Я закрыл глаза, потянулся — и сам удивился, как легко образовалась связь.
«Господин Талтош.»
«Господин Жинден.»
«Вы желаете передать сообщение, полагаю.»
«Если вы будете столь любезны. Вы уверены, что все надежно?»
«Так же надежно, как сокровищница Дома Джарегов.»
Я не был уверен, как ответить на такое сравнение[45].

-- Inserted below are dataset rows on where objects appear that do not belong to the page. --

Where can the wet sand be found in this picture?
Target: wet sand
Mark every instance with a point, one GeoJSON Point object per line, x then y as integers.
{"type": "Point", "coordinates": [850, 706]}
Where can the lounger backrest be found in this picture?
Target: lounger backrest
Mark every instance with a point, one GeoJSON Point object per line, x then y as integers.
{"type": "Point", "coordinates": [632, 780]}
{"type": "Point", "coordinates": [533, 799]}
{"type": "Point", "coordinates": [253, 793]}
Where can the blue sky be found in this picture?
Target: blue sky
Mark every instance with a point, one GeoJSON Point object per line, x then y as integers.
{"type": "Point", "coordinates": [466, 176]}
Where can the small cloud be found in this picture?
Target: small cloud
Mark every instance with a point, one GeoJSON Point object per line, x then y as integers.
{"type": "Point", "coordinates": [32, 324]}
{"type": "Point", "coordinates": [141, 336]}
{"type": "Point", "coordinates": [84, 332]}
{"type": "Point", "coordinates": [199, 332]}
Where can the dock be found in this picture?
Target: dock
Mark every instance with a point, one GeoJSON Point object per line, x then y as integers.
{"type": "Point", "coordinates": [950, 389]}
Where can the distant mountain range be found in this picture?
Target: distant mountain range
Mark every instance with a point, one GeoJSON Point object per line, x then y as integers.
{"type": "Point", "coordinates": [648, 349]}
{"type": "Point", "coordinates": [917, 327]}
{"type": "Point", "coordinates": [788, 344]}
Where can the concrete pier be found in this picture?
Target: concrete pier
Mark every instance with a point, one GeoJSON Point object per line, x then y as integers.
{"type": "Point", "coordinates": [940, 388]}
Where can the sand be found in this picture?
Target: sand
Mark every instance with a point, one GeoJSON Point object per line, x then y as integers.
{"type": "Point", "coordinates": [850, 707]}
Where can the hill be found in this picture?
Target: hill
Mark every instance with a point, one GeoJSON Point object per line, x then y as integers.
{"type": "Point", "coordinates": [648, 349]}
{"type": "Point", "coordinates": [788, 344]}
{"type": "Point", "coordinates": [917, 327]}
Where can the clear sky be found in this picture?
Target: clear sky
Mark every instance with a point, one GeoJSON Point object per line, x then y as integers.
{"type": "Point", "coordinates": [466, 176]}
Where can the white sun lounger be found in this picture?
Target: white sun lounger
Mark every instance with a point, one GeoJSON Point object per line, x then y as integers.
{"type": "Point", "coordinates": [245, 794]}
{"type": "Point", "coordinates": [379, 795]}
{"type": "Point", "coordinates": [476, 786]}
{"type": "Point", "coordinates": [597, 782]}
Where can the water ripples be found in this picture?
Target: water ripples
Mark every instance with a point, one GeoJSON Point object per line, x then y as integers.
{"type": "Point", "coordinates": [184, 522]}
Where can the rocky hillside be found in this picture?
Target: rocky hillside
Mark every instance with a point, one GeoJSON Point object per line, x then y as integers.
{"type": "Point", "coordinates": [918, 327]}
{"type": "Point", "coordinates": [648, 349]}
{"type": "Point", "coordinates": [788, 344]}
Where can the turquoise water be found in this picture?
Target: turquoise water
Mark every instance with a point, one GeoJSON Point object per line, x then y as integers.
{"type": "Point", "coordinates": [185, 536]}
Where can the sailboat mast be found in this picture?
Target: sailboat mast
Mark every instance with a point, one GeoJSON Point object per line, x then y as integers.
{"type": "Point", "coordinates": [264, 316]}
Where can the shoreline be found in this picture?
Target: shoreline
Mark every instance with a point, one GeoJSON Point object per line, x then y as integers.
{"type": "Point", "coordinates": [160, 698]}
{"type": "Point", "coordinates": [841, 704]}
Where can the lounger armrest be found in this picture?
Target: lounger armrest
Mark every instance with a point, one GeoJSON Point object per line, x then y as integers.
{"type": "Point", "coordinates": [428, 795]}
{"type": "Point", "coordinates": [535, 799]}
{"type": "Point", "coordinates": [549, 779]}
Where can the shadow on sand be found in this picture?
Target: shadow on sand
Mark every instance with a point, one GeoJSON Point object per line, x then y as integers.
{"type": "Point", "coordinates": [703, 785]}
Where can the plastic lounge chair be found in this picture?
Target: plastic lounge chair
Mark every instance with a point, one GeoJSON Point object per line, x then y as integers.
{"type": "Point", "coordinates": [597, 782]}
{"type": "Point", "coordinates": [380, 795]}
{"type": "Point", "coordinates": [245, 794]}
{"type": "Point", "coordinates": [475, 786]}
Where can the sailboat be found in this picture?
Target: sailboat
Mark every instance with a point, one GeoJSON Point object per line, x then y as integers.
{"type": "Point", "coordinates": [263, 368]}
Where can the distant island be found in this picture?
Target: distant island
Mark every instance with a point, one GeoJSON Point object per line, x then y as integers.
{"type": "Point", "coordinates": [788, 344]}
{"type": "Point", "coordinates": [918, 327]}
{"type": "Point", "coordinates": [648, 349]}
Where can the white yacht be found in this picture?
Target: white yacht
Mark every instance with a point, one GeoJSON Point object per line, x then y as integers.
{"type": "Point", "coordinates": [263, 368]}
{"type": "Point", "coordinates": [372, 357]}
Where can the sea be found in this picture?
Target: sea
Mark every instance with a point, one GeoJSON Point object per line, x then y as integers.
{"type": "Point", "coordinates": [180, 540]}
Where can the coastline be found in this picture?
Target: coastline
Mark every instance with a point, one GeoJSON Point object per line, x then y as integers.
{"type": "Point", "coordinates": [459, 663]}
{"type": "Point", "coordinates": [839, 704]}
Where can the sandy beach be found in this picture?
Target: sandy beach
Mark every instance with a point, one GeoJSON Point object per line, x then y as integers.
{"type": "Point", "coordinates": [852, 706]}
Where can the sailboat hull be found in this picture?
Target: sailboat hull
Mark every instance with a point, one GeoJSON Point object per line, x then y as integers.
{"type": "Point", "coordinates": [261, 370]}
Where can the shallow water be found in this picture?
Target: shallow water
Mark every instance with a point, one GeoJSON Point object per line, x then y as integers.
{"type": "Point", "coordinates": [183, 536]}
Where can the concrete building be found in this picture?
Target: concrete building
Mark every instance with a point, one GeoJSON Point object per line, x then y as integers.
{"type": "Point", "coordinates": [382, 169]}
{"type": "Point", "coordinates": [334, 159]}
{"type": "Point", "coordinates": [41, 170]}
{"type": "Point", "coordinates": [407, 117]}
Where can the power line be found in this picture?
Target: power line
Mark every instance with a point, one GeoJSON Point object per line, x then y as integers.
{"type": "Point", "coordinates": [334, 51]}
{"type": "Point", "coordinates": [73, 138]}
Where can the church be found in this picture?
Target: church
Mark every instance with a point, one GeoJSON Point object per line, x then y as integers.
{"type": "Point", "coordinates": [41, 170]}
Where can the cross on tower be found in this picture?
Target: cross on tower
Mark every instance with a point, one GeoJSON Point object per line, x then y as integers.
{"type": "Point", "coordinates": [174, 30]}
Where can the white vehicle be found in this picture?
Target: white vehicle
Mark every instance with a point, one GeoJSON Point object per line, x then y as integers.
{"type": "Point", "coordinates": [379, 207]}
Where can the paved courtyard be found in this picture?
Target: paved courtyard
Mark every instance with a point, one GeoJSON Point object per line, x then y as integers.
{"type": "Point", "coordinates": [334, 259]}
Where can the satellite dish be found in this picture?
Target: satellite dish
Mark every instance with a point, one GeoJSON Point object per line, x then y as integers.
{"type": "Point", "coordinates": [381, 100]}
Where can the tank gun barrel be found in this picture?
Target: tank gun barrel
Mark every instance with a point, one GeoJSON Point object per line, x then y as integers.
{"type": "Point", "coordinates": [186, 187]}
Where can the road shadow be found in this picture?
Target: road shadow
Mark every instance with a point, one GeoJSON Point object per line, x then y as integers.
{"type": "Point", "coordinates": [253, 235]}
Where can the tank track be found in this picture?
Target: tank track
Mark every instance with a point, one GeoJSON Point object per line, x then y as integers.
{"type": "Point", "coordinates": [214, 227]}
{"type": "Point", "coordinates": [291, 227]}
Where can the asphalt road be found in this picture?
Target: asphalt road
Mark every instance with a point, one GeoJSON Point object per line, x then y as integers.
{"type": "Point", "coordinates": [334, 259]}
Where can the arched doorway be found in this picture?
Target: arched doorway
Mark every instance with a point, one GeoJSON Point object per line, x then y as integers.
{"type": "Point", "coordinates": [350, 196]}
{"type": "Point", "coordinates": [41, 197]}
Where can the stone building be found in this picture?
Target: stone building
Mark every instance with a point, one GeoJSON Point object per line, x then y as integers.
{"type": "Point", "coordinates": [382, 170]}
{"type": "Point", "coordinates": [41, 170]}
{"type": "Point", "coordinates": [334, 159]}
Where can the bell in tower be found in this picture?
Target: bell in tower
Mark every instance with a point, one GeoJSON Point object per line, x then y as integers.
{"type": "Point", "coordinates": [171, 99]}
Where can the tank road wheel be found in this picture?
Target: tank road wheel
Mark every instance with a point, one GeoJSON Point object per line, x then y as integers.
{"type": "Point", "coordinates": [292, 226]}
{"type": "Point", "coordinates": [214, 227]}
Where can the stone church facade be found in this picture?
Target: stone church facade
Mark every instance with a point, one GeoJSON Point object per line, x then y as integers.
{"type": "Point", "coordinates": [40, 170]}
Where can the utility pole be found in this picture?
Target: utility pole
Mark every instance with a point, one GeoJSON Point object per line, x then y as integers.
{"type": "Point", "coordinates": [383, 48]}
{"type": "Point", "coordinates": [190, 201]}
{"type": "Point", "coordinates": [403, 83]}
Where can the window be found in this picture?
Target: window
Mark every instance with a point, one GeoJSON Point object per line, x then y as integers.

«Так что вам нужно?» — спросил он.
«Не слишком многое. Пусть завтра примерно к этому часу Искрец встретится со мной в лобби.»
«И что мне ему передать?»
«Что ваш босс будет признателен, если он сослужит мне одну небольшую службу.»
«Насколько небольшую?»
«Правда небольшую, просто скучную.»
«Хорошо, я все устрою.»
«Спасибо.»
И он исчез из моего сознания, зато в разговор включился кое — кто еще.
«Босс, ты что — то от меня скрываешь.»
«Ага.»
«Если ты не хочешь, чтобы я об этом знал, значит, это что — то такое, где ты можешь погибнуть.»
«Возможно.»
«Я не смогу тебе помочь, если ты не расскажешь.»
«Ага.»
И я устроился на сидении, ожидая Крейгара.
* * *
Никка провела ладонью по двери магазинчика, запечатав ее, и направилась дальше по улице, поворачивая направо к Морозовым чертогам, мысли в голове бурлили.
— Эй, Никка!
Она остановилась и развернулась. Продавец выпечки, стоявший с тележкой прямо напротив ее магазинчика, смотрел на нее, слегка обиженный.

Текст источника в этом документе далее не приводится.